Le front de Lyman a vu 18 attaques russes, les forces ennemies tentant de percer les défenses près de Novoiehorivka, Novovodiane, Derylove, Kolodiazi, Zarichne, Myrne et Shandryholove. Sur le front de Kramatorsk, neuf affrontements ont été enregistrés près de Vasiukivka, Minkivka, Chasiv Yar et vers Bondarne. Le secteur de Kostiantynivka a subi 22 attaques près de Kostiantynivka, Oleksandro-Shultyne, Kleban-Byk, Yablunivka, Rusyn Yar et vers Sofiivka.
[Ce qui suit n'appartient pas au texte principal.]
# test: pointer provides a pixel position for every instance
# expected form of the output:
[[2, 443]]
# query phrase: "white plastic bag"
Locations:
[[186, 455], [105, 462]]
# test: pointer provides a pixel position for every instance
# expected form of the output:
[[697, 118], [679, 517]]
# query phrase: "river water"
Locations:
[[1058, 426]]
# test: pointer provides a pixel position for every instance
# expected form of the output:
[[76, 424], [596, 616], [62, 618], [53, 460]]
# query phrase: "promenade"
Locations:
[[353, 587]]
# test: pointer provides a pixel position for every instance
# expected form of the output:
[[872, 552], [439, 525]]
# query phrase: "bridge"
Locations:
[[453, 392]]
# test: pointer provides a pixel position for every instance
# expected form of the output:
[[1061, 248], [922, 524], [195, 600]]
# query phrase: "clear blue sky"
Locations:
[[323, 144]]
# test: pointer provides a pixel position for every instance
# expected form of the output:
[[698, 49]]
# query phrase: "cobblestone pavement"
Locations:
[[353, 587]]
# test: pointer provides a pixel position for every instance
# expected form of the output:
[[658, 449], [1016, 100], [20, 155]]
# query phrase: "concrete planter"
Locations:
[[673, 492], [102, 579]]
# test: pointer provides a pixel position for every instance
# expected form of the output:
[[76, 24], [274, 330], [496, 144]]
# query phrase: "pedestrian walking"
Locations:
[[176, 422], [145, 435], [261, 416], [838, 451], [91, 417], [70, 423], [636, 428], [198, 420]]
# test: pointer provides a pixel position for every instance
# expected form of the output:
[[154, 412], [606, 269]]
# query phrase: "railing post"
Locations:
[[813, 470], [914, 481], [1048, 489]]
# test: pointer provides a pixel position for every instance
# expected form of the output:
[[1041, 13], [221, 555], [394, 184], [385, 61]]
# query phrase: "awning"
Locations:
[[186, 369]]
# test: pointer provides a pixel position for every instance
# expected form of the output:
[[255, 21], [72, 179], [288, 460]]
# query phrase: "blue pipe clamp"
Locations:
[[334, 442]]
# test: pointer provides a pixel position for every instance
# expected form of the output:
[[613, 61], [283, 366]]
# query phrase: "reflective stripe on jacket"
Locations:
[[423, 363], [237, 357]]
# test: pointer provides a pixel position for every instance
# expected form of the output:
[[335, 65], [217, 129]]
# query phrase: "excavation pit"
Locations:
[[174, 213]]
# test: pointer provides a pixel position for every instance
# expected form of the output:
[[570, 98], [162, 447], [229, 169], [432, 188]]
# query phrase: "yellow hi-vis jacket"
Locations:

Le nord et le sud également touchés
Dans les secteurs de Slobozhanshchyna Nord et de Koursk, l’ennemi a mené trois attaques et effectué 89 tirs d’artillerie, dont trois provenant de systèmes de roquettes à lancement multiple. Sur le front d’Oleksandrivka, les Russes ont lancé 15 attaques près de Zelenyi Hai, Oleksandrohrad, Sichneve, Stepove, Vyshneve, Verbove, Krasnohirske, Rybne et Yehorivka. Le secteur d’Orikhiv a vu six tentatives de percée vers Stepnohirsk et Prymorske.
Même le front de Prydniprovske, généralement plus calme, a connu trois tentatives infructueuses des forces russes d’approcher les positions ukrainiennes. Sur les fronts de Volyn et de Polissia, aucune formation de groupes offensifs russes n’a été détectée. Mais cette accalmie relative ne doit pas faire illusion. Les Russes peuvent redéployer leurs forces rapidement, et ce qui est calme aujourd’hui peut devenir un enfer demain. C’est la nature de cette guerre : imprévisible, totale, sans répit.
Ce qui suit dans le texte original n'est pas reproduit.